Hacker News new | ask | show | jobs
by el5r 2876 days ago
Looks like Kaldi gets 4.27% WER on CV: https://github.com/kaldi-asr/kaldi/blob/master/egs/commonvoi...

But that's likely trained exclusively on CV audio and using a language model derived from the CV training data so that's also not a fair comparison unless the other engines were trained the same way.

Comparing systems trained on different datasets (with different language models) like this is like comparing apples to oranges. Mixing wildly different CPU and memory requirements into the benchmarks just makes it worse.

It should be fairly straightforward to do an unbiased comparison by training and evaluating with the standard Librispeech split and language model.
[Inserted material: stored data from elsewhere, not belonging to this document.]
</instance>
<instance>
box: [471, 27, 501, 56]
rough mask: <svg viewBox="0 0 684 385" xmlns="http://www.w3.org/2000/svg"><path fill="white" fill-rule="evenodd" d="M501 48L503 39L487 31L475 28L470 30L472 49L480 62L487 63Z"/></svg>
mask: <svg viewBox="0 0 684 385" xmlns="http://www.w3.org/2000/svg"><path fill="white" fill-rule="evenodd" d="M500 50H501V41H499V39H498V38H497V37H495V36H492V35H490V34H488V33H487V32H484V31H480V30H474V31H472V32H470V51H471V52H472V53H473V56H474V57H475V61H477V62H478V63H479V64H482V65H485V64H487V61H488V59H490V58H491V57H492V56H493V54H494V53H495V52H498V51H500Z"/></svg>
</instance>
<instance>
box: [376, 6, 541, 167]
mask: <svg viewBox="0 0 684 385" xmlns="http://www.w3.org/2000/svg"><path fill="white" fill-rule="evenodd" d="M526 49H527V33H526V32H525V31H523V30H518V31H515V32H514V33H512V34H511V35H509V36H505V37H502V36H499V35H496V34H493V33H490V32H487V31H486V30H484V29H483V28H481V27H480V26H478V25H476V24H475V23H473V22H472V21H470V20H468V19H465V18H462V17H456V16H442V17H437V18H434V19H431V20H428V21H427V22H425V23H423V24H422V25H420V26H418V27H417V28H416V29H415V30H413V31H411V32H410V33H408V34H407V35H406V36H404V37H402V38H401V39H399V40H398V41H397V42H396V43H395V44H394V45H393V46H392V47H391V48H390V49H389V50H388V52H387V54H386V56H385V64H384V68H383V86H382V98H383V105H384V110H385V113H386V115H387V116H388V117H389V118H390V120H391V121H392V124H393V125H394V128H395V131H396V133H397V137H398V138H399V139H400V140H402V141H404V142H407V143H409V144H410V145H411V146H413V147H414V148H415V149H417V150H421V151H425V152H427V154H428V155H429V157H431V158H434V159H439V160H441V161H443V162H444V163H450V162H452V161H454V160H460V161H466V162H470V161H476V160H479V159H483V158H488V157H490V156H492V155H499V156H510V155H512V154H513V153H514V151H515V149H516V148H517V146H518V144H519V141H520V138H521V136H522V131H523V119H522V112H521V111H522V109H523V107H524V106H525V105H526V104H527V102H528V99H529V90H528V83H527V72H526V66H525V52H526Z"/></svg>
It might be interesting to see how accuracy improves as the models scale up until they match the resource requirements of the other engines.

That said, the speed and memory usage are impressive and I like the focus on very low resource environments. Seems like it has a lot of potential even if it may not be SOTA.

1 comments

Thanks for the link. I'll be sure to look into it. It is impressive.

A disclaimer is that we use the valid train portion of CV as part of our training set. But it is less than 10% of the train set (in terms of hours). Also, we do not employ an LM mainly because the systems we are targeting do not have enough storage for a strong LM (usually the storage on them maxes out at 64 MB). Cheetah is an end-to-end acoustic model. For later versions, we might be able to add a well-pruned LM for specific domains with limited vocabulary to boost the accuracy with limited storage available.

I fully agree with your points. I am taking notes here as I think we should follow up on a couple of your suggestions. Scaling up to DeepSpeech model size can be a bit tricky as it would require much more compute resources (GPU). But should be quite doable with time and budget.

Thanks again for your comments and suggestions. As you correctly pointed out our main focus is the very low resource (CPU/Memory) embedded systems.